Em tempos de automatização massiva, é preciso alguém que pergunte: para quê? A quem serve? E a que custo? O entusiasmo em torno da IA tem nos levado a normalizar decisões que antes exigiriam debate, empatia e tempo. Delegamos ao algoritmo escolhas que dizem respeito à vida de pessoas reais — nos sistemas de saúde, no mercado de trabalho, na justiça criminal. E fazemos isso com uma fé quase religiosa na objetividade das máquinas, como se elas não fossem criadas e treinadas por nós, com todos os nossos vieses.
A Igreja, que tantas vezes foi acusada de chegar atrasada aos grandes debates da humanidade, agora entra em cena no momento certo. Leão 14 não propõe soluções prontas, mas lembra que é preciso pensar com cuidado, com alma. A tecnologia não é má por natureza, mas é perigosa quando descolada de um sentido maior. Automatizar o mundo é tentador; desumanizá-lo, um risco real. Por isso, quando o papa fala em “discernimento”, ele se refere à capacidade de olhar além dos dados e enxergar pessoas — aquelas que podem ser beneficiadas ou prejudicadas pela inovação.
Isso não significa, é claro, que as respostas virão de Roma.
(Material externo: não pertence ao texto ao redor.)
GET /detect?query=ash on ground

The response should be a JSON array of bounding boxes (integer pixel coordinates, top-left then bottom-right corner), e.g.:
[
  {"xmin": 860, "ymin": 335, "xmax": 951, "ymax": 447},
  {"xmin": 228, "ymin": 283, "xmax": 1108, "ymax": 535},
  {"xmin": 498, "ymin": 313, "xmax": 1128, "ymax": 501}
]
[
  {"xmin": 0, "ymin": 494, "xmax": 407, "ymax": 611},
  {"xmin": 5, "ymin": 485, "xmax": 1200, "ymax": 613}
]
A Igreja tem seus próprios dilemas éticos, muitas vezes marcados por contradições históricas. Mas o gesto de Leão 14 — de trazer esse tema à tona no exato momento de sua chegada ao papado — é um movimento que merece atenção. Afinal, se até o Vaticano está preocupado com o rumo que estamos dando à inteligência artificial, talvez seja hora de pararmos para ouvir.
Não por devoção, mas por sensatez. Não por fé, mas por responsabilidade. Em um mundo em que decisões cruciais estão sendo terceirizadas a sistemas opacos e muitas vezes incontroláveis, qualquer instituição que nos convide a refletir sobre os limites do poder tecnológico — inclusive a Igreja — está, no mínimo, fazendo a pergunta certa. E num tempo de respostas fáceis e algoritmos vorazes, isso já é um bom começo.